One of Kane’s paramount priorities is diversity. But not—at least on the face of it—out of an airy philosophy. No homilies on the pursuit of progressive social policies attend her articulation of the goal.
“It’s important for us to understand the evolving demographies that we work in and compete in for products,” says Kane. “This is not just about hiring FTEs like many years ago. It requires thinking through capabilities, whether borrowing, making, or buying those capabilities. Beyond attracting and retaining the right workforce, we need to align the whole operation with the megatrends that are most important to Clorox.”

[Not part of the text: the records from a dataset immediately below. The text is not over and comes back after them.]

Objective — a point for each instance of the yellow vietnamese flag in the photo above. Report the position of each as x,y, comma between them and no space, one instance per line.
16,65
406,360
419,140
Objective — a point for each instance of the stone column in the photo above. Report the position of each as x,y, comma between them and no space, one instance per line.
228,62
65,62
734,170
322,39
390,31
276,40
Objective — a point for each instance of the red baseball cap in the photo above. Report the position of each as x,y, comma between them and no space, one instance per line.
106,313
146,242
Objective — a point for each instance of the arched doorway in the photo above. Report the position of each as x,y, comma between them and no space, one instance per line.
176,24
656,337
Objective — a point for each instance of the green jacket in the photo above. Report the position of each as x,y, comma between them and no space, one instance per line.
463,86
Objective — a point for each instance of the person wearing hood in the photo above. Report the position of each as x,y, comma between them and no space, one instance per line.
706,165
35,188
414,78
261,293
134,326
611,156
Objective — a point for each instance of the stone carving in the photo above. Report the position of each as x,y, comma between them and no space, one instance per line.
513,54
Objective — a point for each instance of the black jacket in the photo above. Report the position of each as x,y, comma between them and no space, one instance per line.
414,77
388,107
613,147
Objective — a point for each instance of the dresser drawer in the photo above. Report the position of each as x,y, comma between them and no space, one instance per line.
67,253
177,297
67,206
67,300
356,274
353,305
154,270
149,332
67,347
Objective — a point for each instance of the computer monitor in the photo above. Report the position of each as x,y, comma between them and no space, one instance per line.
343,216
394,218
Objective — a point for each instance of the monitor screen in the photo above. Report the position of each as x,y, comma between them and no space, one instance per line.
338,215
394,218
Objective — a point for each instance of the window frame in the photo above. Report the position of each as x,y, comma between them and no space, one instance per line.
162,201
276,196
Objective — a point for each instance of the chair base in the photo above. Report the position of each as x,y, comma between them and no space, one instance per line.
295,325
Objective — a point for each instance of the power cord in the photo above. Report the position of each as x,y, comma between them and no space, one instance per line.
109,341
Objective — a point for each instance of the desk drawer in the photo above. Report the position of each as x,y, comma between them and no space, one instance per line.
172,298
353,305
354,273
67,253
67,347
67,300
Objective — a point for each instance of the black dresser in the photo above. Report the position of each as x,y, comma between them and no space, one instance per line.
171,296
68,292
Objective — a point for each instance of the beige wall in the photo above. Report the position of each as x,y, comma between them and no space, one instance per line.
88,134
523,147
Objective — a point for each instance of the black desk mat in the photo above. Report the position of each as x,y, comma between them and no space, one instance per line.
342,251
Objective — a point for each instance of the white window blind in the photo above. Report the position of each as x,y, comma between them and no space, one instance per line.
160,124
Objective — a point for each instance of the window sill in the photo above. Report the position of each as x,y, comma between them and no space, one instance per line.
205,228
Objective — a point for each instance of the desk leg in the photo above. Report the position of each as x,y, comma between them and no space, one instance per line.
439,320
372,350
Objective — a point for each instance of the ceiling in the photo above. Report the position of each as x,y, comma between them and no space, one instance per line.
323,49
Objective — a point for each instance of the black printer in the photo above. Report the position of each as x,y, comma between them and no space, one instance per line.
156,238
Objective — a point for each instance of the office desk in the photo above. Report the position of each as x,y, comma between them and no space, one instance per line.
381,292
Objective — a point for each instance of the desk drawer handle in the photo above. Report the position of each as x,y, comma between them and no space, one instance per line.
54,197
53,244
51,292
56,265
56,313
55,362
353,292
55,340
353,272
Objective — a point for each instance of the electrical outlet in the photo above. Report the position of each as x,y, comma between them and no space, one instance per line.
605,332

Of course, those megatrends include a consumer base with greater environmental concerns than ever before—hence the company’s Green Works product line and its 2007 decision to acquire Burt’s Bees as it expanded into natural personal care products. (Although the latter has received some criticism from purely financial standpoint, the Clorox reputation among environmental leaders whom I’ve talked to is quite robust.)
That said, Kane is more focused on demographic than environmental megatrends. She endorses “diversity and inclusion” in the context of corporate responsibility initiatives, but her main reason for giving the issue primacy is that she believes it to be a “business imperative.” Asked for a concrete example of diversity’s practical return to the company, she doesn’t even pause.
“We established employee resource groups,” she says. “Our Asian resource group, for example, added Asian sauces and marinades, and we then acquired Soy Vay [Enterprises, Inc.]. So that’s exactly how we’re blending consumers with attracting, engaging, retaining talent, and incorporating it all into development. Also through our supply chain. We have four percent of spend to women and minority-owned businesses, and we have a strict process for certification for the ownership of those suppliers.”
You have to like a company that buys the product of a Chinese-Jewish partnership. A line called “Soy Vay” is about as Bay Area as it gets.
But, as the recent debates over immigration—and the Presidential election turnout generally—have demonstrated, the diversification of the populace is hardly restricted to the Bay Area. Nationally, the Ozzie and Harriet market is receding faster than my hairline. (Never mind, that battle was lost a long time ago.) The United States will be a “majority-minority” nation by 2042, according to projections by the U.S. Census Bureau. In 2011, more than half of the children born in the United States (under the age of one) came from minority groups.
What Jackie Kane knows—and what most chief HR officers who track engagement metrics and customer satisfaction and corporate responsibility know—is that the old networks are of decreasingly value. President Obama has declared that he will pursue a Cabinet that looks like the face of the nation. It’s time for CHROs to pursue a workforce that looks like the face of their customer base.